Design of Nanostructure Materials to Modulate Immunosuppressive Tumour Microenvironments and Enhance Cancer Immunotherapy

Abstract

Cancer immunotherapy uses host’s inherent immune system to treat cancer and imparts a memory effect on the immune system that can inhibit cancer relapse. However, due to the complexity and diversity of the immune context of the tumour microenvironments (TMEs), tumour cells form their own immune mechanisms to interact with TMEs, and they usually escape from cancer immunotherapy using it.
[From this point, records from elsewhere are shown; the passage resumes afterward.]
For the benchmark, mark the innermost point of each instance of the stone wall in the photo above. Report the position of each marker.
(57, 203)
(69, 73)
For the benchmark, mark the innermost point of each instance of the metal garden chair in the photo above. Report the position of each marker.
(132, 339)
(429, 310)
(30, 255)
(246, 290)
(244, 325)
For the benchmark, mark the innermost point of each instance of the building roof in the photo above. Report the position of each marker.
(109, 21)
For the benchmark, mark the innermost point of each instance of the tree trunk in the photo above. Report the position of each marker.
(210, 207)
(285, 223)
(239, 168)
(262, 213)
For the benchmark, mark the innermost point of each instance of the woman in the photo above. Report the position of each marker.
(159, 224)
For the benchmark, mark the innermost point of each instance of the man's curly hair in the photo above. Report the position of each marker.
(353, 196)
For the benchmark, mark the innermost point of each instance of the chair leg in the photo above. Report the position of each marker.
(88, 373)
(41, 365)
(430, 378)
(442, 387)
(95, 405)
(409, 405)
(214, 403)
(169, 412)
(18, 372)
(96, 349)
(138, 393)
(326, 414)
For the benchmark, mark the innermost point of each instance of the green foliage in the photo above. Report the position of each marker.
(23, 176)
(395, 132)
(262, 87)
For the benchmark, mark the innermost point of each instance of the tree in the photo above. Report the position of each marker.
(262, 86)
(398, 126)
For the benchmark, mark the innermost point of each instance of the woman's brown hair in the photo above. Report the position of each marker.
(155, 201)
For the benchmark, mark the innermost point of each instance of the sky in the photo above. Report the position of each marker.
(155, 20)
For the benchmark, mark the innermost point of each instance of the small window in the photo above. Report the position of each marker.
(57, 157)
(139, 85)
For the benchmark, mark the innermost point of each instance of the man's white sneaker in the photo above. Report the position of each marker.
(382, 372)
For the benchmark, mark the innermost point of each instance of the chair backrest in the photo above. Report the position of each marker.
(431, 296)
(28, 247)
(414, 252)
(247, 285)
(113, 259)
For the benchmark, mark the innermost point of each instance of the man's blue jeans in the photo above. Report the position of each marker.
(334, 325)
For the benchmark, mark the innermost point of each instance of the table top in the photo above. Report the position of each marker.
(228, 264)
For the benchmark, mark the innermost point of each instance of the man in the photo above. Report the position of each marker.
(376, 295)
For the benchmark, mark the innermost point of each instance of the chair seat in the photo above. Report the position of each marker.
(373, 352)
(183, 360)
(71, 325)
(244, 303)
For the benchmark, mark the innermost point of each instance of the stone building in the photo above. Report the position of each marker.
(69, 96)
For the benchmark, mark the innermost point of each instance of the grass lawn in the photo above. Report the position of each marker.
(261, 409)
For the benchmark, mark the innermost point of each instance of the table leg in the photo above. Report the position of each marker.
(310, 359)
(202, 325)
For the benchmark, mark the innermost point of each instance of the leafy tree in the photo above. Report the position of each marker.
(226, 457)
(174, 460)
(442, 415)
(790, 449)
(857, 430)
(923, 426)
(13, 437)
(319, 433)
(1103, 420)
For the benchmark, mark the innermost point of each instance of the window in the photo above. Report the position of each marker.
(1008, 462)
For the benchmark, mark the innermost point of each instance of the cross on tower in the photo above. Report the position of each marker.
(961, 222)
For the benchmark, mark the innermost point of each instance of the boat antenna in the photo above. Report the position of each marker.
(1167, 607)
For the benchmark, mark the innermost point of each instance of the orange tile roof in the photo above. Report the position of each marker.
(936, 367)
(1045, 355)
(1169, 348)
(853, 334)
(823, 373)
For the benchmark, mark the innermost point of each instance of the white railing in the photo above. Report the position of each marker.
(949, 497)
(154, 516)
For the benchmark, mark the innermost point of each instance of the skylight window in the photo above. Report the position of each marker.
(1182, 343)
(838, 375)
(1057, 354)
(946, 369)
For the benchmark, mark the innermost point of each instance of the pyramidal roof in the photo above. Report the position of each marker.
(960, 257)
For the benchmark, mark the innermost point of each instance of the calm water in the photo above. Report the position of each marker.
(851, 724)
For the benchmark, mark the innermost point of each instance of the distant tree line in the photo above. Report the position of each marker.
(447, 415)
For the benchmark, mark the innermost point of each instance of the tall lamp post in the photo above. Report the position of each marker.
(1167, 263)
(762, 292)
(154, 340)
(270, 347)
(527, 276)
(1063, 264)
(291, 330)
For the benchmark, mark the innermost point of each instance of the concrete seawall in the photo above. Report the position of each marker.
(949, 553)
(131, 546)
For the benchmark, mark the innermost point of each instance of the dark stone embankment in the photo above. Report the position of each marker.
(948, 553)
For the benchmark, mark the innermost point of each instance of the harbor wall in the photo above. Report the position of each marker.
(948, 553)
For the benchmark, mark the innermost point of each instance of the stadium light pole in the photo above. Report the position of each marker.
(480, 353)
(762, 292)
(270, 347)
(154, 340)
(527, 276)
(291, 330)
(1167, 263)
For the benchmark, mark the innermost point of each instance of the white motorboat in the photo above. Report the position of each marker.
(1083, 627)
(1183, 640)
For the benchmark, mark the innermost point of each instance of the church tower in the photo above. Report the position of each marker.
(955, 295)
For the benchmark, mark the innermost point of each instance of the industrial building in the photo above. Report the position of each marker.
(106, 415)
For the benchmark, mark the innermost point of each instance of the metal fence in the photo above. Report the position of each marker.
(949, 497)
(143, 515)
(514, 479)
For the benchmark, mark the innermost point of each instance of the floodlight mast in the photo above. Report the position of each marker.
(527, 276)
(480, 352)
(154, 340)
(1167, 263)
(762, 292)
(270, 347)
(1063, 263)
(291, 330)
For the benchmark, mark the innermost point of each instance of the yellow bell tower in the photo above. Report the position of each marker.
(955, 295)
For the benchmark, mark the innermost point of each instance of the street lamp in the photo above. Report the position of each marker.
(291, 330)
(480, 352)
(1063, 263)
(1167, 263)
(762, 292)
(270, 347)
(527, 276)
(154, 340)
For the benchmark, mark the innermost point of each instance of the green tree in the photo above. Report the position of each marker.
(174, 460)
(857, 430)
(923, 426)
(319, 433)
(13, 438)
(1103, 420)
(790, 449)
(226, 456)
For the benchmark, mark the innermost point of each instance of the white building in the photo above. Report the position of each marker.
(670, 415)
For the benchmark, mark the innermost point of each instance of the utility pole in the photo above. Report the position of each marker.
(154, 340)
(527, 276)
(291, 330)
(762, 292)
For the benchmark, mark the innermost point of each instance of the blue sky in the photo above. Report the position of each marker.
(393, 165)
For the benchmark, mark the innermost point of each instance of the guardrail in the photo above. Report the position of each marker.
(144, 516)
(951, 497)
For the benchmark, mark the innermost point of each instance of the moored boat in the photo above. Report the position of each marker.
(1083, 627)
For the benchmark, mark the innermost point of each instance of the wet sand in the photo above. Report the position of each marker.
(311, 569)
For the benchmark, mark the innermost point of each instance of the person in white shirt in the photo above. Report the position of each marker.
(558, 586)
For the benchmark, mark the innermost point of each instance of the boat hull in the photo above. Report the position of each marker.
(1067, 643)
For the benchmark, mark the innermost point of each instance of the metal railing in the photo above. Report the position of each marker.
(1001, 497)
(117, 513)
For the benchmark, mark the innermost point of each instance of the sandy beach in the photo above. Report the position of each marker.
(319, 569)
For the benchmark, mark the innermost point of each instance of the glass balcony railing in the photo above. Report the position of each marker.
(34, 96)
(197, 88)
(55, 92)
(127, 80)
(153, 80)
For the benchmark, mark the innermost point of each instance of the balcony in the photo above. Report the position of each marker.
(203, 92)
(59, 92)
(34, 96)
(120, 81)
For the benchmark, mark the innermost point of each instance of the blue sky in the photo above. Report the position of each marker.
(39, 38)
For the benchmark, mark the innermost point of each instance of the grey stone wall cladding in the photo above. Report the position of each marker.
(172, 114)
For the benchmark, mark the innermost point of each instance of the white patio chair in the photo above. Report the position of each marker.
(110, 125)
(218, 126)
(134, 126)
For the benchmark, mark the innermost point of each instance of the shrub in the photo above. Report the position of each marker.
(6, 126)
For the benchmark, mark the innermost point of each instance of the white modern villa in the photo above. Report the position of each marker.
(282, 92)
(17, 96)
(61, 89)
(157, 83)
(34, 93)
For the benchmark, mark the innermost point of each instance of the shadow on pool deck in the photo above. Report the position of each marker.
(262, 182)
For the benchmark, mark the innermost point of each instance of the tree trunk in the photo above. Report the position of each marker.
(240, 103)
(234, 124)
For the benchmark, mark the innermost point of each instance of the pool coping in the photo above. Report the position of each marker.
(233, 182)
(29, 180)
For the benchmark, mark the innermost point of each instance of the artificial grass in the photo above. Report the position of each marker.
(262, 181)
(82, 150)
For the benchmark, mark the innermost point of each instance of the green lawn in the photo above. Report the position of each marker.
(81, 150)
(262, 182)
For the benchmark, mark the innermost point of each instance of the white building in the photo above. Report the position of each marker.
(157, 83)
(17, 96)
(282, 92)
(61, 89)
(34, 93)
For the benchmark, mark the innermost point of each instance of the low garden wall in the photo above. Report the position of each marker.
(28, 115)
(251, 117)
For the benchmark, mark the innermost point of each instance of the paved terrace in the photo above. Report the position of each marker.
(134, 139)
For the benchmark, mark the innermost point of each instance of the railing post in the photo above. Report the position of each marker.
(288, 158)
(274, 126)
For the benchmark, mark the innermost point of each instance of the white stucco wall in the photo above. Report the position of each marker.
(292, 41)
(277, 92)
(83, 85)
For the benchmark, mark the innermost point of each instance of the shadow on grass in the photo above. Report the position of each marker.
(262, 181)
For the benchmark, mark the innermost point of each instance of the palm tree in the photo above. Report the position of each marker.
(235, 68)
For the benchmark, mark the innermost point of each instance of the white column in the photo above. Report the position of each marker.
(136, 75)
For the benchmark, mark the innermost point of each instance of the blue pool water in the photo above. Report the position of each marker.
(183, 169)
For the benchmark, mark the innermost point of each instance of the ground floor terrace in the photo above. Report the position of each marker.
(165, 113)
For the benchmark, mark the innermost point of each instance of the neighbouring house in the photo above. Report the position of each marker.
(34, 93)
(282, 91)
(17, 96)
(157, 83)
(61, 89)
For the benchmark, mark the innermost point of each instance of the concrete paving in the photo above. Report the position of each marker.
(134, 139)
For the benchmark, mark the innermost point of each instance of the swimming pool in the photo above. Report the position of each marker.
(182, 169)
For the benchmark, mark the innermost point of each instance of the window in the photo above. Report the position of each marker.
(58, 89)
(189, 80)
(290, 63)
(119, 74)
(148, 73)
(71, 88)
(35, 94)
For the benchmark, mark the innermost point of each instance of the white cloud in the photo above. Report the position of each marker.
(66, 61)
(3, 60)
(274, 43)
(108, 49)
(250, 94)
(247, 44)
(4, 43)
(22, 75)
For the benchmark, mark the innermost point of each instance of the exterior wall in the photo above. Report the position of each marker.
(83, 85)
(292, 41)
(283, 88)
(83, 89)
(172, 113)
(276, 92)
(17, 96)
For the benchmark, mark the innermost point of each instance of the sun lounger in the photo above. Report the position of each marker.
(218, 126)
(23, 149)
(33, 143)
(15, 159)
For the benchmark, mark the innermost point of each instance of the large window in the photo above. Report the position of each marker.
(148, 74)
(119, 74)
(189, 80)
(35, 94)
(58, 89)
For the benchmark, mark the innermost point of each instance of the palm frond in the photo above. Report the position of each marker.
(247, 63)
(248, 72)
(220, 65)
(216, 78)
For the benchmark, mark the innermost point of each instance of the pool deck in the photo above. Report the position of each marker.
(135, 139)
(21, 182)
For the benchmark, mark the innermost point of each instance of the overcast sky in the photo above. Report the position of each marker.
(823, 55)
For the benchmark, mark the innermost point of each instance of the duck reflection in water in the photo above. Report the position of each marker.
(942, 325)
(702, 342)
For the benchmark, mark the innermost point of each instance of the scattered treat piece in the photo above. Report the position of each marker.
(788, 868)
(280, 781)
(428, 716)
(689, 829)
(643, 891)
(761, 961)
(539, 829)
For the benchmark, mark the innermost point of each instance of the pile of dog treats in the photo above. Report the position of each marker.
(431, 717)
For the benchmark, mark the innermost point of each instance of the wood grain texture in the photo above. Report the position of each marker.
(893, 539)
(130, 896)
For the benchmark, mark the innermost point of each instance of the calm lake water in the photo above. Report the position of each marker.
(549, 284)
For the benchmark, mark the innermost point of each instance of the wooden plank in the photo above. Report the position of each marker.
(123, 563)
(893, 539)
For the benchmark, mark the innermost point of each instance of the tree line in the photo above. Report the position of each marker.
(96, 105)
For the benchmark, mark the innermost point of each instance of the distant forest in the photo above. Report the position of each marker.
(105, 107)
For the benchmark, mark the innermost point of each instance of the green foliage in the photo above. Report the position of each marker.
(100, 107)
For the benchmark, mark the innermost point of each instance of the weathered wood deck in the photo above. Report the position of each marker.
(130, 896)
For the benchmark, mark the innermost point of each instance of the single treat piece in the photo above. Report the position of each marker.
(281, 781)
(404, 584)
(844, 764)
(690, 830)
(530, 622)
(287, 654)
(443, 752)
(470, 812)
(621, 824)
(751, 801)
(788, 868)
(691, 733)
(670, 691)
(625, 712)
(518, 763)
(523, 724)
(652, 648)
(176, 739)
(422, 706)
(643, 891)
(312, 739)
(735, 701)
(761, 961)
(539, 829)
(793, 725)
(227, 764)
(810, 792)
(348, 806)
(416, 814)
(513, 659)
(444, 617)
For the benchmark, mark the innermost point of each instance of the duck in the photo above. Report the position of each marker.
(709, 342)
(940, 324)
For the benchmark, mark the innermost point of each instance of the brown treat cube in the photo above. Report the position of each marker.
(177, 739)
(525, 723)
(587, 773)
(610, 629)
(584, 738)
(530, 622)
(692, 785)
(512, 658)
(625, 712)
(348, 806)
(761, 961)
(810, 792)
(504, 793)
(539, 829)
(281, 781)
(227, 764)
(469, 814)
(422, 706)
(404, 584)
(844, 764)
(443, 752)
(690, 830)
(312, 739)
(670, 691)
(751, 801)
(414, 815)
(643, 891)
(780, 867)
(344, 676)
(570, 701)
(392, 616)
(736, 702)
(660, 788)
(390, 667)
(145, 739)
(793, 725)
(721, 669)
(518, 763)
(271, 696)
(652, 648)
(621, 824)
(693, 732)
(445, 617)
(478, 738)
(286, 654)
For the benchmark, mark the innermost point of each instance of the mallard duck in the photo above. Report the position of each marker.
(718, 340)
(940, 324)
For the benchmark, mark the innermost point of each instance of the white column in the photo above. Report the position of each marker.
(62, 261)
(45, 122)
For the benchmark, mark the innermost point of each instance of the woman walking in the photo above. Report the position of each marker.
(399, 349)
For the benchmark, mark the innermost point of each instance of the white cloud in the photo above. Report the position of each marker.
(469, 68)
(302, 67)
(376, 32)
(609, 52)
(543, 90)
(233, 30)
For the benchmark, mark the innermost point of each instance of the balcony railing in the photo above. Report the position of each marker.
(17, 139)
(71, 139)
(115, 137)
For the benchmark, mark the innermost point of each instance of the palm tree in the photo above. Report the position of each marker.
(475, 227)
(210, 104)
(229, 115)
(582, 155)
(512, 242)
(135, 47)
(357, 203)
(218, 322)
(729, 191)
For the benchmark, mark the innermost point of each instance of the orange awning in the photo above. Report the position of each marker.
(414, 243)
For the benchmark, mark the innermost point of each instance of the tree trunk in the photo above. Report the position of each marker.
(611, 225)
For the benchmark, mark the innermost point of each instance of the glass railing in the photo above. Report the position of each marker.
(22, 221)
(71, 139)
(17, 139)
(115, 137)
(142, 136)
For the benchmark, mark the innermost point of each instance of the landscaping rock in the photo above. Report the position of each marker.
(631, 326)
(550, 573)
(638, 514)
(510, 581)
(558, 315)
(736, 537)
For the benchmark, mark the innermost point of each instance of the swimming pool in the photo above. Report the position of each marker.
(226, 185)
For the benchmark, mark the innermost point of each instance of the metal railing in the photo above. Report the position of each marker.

The TMEs that down-regulate the therapeutic effects contains (1) immune suppressive cells (myeloid-derived suppression cells (MDSCs), tumour-associated macrophages (TAMs), and regulatory T cells (Treg)), (2) cytokines and chemokines (inflammatory(anti-tumoural) cytokines; TNF-α, IL-12, IL-6, IFN-γ, anti-inflammatory (pro-tumoural) cytokines; IL-10, TGF-β, angiogenic cytokine; VEGF, cell-promoting cytokines/chemokines; CCL22 and GM-CSF), and (3) enzymes controlling TMEs-related cell metabolism (IDO, arginase, and NOS2). These immune-suppressive factors have remained as an essential target for elaborating the therapeutic responsive rates. In these days, nanotechnology-based approach was suggested as a novel strategy to revert pro-tumoral TMEs to antitumoral immune niches. In this chapter, we will review on the progress of engineered nanostructured materials that were developed to enhance the therapeutic efficacy of cancer immunotherapy by modulating such immune suppressive factors in TMEs.